Thursday, June 29, 2006

Stop and see the wildlife

(A bear appears to begin making a quick about-face as a car approaches in this photo by Chuck Bartlebaugh, courtesy of the U.S. Department of Transportation.)

National Park visitors are killing the wildlife they've come sometimes thousands of miles to see.

“I call this the kill zone,” Moose Mutlow, a contractor with the Yosemite Institute, said of a sunlight-dappled stretch of road in Yosemite. “Animals crossing here just don’t stand a chance."

Tourists gawking at towering granite faces or roaring waterfalls often speed eagerly from one sight to the next, giving wildlife little chance to scurry out of the way, The Associated Press reports.

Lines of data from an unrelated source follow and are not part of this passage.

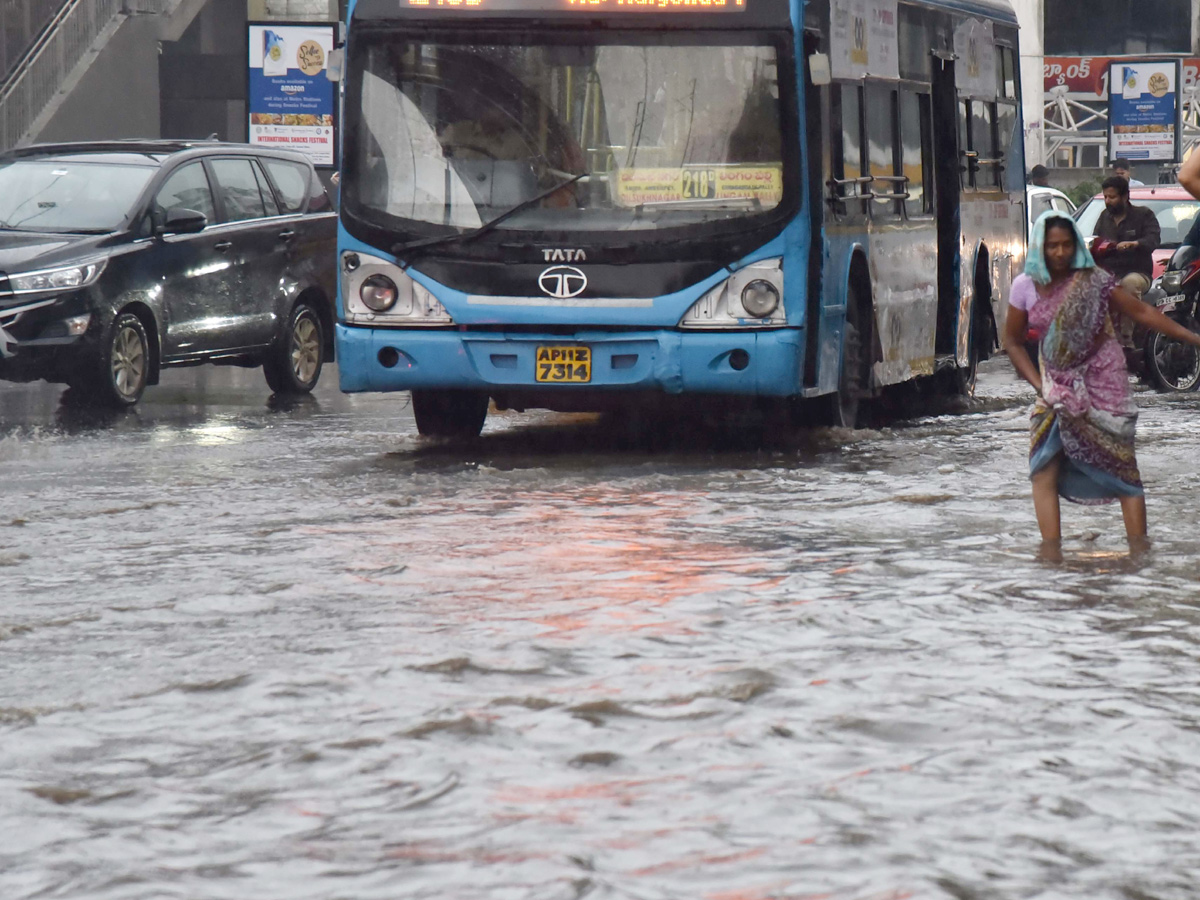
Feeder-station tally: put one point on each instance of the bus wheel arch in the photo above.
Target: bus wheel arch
(982, 330)
(859, 348)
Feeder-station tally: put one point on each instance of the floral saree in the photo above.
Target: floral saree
(1086, 409)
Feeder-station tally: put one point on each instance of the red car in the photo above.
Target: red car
(1174, 207)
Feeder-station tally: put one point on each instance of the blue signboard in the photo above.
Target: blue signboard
(291, 99)
(1144, 111)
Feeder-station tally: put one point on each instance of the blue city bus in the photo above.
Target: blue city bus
(595, 204)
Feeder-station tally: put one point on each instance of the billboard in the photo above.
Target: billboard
(1145, 113)
(289, 99)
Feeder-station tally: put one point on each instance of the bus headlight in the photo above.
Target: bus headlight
(750, 298)
(377, 292)
(760, 298)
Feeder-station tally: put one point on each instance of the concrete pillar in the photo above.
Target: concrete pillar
(1031, 16)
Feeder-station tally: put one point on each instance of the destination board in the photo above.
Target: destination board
(639, 186)
(589, 6)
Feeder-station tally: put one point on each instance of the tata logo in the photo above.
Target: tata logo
(562, 255)
(563, 282)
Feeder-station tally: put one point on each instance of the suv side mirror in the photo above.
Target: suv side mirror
(184, 221)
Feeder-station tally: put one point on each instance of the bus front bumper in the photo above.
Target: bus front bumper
(672, 361)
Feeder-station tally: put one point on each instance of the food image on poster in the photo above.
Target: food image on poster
(274, 60)
(291, 100)
(1144, 109)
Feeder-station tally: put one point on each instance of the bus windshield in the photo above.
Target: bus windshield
(453, 135)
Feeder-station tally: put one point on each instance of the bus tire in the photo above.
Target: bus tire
(845, 405)
(449, 413)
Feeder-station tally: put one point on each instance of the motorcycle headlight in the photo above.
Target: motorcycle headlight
(377, 292)
(66, 277)
(750, 298)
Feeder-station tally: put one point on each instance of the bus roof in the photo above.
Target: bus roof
(999, 10)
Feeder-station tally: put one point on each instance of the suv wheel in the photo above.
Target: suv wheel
(119, 376)
(449, 414)
(294, 361)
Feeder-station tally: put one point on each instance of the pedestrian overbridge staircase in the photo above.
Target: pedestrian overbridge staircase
(49, 45)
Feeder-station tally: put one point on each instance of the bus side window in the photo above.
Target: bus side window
(916, 149)
(1007, 73)
(983, 142)
(1008, 148)
(852, 138)
(966, 167)
(881, 131)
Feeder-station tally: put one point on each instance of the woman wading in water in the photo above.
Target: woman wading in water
(1084, 420)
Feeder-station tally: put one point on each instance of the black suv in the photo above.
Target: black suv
(120, 258)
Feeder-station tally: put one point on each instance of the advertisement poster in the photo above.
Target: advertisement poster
(1144, 111)
(864, 39)
(291, 100)
(1086, 78)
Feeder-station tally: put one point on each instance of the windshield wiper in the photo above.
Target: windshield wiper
(400, 250)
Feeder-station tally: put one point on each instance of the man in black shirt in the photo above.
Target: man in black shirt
(1134, 229)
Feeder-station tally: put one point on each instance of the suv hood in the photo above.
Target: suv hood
(21, 251)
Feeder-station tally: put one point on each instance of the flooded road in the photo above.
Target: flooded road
(299, 653)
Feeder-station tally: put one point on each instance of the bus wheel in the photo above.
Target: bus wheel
(965, 377)
(449, 414)
(845, 405)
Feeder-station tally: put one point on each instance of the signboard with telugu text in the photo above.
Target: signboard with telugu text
(291, 99)
(864, 39)
(639, 186)
(1144, 111)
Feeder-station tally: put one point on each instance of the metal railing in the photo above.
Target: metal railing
(21, 24)
(63, 45)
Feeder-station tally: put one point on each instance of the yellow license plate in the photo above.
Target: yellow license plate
(564, 365)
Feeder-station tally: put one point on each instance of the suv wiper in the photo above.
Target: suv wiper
(426, 243)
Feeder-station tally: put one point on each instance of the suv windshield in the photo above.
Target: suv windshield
(59, 196)
(664, 135)
(1175, 217)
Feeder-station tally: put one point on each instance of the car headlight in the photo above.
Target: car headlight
(66, 277)
(750, 298)
(377, 292)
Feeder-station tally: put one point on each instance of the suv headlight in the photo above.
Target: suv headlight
(65, 277)
(750, 298)
(376, 292)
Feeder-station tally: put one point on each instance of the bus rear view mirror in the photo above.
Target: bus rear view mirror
(819, 70)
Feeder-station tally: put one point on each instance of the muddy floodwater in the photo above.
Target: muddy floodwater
(263, 651)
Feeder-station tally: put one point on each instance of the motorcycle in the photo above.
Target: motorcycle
(1162, 361)
(1174, 366)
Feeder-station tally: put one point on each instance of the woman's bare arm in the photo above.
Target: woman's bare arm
(1015, 325)
(1149, 316)
(1189, 174)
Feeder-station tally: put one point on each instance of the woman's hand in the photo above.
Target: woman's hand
(1015, 327)
(1189, 174)
(1149, 316)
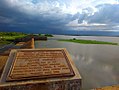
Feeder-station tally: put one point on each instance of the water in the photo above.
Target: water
(97, 64)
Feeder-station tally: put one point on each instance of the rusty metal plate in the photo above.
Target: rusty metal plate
(31, 64)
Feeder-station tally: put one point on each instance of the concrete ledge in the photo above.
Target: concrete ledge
(61, 83)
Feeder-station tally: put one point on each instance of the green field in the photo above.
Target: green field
(87, 41)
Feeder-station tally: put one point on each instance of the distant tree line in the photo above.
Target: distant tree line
(11, 33)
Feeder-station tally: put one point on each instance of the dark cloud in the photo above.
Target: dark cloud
(52, 18)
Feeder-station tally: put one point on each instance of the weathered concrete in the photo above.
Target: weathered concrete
(114, 87)
(47, 83)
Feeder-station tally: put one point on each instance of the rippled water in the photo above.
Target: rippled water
(97, 64)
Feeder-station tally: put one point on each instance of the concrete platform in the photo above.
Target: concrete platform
(34, 77)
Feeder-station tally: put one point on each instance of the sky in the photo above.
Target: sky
(56, 16)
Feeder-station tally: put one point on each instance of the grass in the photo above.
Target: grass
(8, 37)
(87, 41)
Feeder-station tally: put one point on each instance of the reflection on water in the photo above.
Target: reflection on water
(97, 64)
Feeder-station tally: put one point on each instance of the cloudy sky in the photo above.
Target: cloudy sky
(59, 15)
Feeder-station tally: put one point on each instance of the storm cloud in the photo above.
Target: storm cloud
(58, 15)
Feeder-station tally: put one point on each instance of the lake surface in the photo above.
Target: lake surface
(97, 64)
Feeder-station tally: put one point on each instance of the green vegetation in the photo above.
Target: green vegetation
(87, 41)
(8, 37)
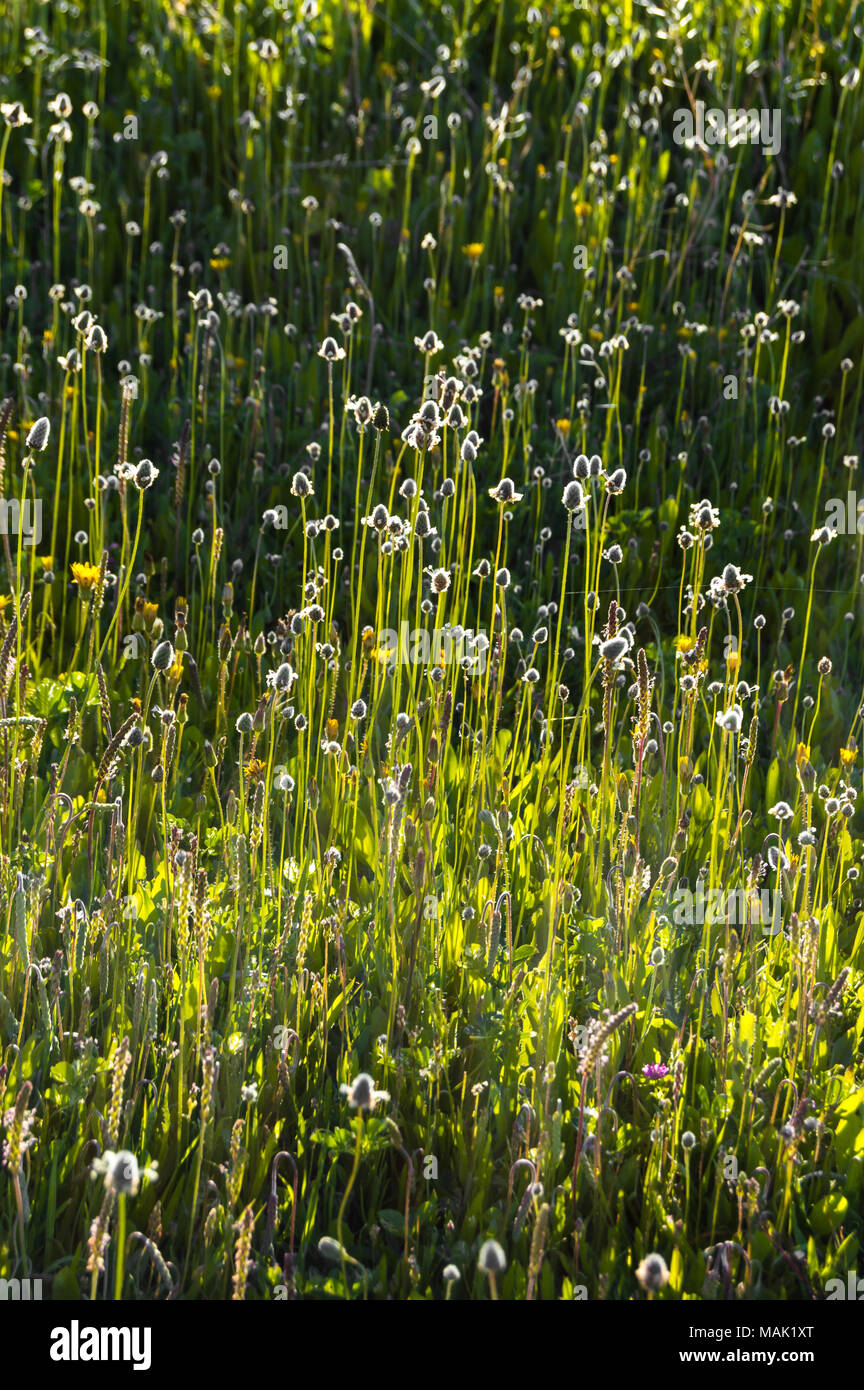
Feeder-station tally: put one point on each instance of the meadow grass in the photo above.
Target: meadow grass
(346, 955)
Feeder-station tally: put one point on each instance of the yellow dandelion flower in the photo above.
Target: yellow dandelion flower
(84, 576)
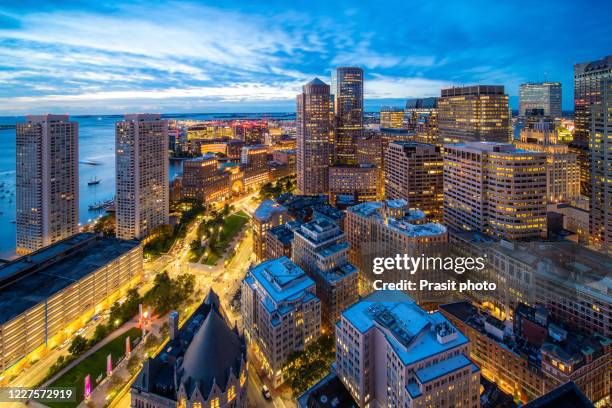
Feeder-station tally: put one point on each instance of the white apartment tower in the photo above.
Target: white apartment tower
(142, 191)
(47, 181)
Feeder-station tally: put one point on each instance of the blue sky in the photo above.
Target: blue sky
(244, 56)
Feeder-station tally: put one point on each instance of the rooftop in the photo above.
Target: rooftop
(31, 279)
(413, 333)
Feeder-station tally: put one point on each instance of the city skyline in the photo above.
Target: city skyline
(252, 58)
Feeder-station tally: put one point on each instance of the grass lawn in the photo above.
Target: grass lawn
(92, 365)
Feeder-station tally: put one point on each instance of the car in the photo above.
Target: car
(265, 391)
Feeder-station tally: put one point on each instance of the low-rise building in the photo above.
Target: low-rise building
(281, 313)
(392, 353)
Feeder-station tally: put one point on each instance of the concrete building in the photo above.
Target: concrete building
(50, 293)
(413, 172)
(348, 102)
(391, 117)
(422, 119)
(281, 313)
(601, 169)
(142, 184)
(204, 364)
(540, 95)
(562, 169)
(321, 249)
(314, 137)
(533, 358)
(495, 188)
(353, 184)
(392, 353)
(474, 113)
(269, 214)
(47, 181)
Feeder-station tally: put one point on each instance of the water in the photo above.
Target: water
(96, 143)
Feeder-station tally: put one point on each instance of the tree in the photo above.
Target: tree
(78, 345)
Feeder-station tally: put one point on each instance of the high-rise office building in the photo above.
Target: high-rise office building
(562, 170)
(321, 249)
(587, 81)
(314, 137)
(47, 181)
(413, 172)
(495, 188)
(474, 113)
(601, 169)
(392, 353)
(348, 101)
(540, 95)
(142, 185)
(391, 117)
(422, 119)
(281, 313)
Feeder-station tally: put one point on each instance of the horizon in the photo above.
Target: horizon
(87, 58)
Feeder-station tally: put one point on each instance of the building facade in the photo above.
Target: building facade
(142, 184)
(413, 172)
(281, 313)
(348, 104)
(474, 113)
(496, 189)
(392, 353)
(47, 181)
(314, 137)
(321, 249)
(540, 95)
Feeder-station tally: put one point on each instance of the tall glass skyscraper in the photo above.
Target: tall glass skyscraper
(541, 95)
(348, 103)
(315, 131)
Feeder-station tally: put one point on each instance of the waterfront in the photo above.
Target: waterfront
(96, 160)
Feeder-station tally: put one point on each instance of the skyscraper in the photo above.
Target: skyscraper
(413, 172)
(47, 177)
(496, 189)
(587, 80)
(142, 191)
(474, 113)
(601, 169)
(348, 101)
(314, 137)
(540, 95)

Tennessee’s Great Smoky Mountains National Park is the nation’s most popular, with more than 9 million visitors annually. It harbors turkeys, possums, groundhogs and bears in its half-million acres of mountainous forest. The park records about two traffic-related bear deaths a year, spokeswoman Nancy Gray said. “Speed is a factor,” Gray said. “A lot of time people are trying to get somewhere a lot faster than they should, and they’re in wildlife habitat.”

Mutlow spent 290 days surveying 30 miles of Yosemite highway twice daily. He found 250 animals, including squirrels, possums, skunks, coyotes, deer and bear, classifying them according to his “Appearance Index Matrix” — a subjective scale that ranges from “victim appears to be sleeping in a poorly chosen location” to “victim resembles badly molded pancake,” and “victim disassembled and spread liberally around area.”

In the grassy wetlands south of Montana’s Glacier National Park, so many western painted turtles are run over that observers might wonder if drivers take them for speed bumps. With up to 500 cars an hour traveling at 70 mph or more, it’s easy to see why many don’t make it, said Kathleen Griffin, a University of Montana researcher.

Over three years, Griffin counted 1,040 dead turtles along four miles of U.S. 93.

Standing aside the roadway, Mutlow shakes his head as another driver speeds over Ribbon Creek. “Drive a little slower,” he said. “It’ll add five minutes to your trip, but hey, you’re here to relax.”